NVDA nearing a generational buy zone

NASDAQ:NVDA   NVIDIA
NVDA has investments in all of the major cutting edge tech areas. Industries like AI, self-driving, crypto, competitive gaming, and more. Very likely the stock will recover in the long term, however, investors want to know what to do today to maximize future gains.

A very simple analysis using fib retracements suggests potential trading range of $75 - $180 (notably a huge range). Much of where the price drifts will be dictated by the narrative and future earning guidance. Some may recall in 2016 the stock was trading in a tight range between $90 and - $100 and notable short-seller Andrew Left had initiated a short in the range before. I imagine he has since closed that position, but it brings to perspective the wide range and sentiment this name has experienced in the last two years.

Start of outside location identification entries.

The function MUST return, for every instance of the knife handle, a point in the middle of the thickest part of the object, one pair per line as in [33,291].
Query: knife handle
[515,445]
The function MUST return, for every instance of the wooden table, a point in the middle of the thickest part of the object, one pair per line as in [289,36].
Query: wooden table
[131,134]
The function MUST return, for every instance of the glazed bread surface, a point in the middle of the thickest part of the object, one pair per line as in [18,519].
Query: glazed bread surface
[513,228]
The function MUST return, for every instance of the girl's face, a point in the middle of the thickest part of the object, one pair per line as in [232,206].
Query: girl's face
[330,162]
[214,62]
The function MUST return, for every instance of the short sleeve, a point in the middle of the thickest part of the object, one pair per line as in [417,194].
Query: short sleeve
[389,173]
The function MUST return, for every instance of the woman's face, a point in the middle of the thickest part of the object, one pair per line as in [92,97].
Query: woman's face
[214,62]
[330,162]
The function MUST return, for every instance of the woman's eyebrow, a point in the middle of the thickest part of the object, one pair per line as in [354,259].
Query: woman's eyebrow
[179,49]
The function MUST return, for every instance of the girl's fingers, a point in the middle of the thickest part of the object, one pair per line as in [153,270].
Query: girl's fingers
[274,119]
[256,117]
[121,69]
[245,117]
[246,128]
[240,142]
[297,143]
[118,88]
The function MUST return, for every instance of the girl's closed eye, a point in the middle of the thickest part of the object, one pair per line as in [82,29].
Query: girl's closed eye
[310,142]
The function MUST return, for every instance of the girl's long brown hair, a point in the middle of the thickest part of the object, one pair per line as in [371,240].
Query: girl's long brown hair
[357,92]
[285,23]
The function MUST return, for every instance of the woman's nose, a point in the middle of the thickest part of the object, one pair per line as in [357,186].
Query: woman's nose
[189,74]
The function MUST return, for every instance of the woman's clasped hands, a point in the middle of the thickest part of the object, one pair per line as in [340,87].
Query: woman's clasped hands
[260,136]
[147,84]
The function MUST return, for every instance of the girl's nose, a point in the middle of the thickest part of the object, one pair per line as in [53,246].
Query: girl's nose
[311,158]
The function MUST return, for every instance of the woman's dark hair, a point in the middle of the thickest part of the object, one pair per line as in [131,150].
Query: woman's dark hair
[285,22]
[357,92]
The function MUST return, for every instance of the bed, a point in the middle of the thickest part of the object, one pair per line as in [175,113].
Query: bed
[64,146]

The current trend is very bearish, and if previous gaps are filled to the downside its likely the stock doesn't find a bottom until it retests that $90-$100 range. I've drawn three different ghost feeds to demonstrate where I believe the price-path will be depending on positive, neutral and negative developments in the key factors driving price right now over the next 12 months.

If I was currently holding a long position I would be inclined to sell call spreads and/or buy puts. As I'm long term bullish on the name, I would be willing to cut these hedges at signs of heavy buying at key resistance. I would also re-balance my position nearer to $100, unless extreme weakness makes a double digit entry likely. Similarly, I would look to initiate a position by scaling in at key price levels like $120, $100, $90 and every $10 interval below $90 placing most of the position weight in the $90 - $100 area. Prudent use of short call options could provide short term capital while locking in decent entry zones as well.

For those that have been short, kudos, this must have been a profitable trade. There is likely some room to the downside left, but scaling out and covering at these same price points could reduce future drawn down risk and should be considered.

In summary, I think the company will be fine in the long term but near term there is substantial delta risk that should be handled accordingly.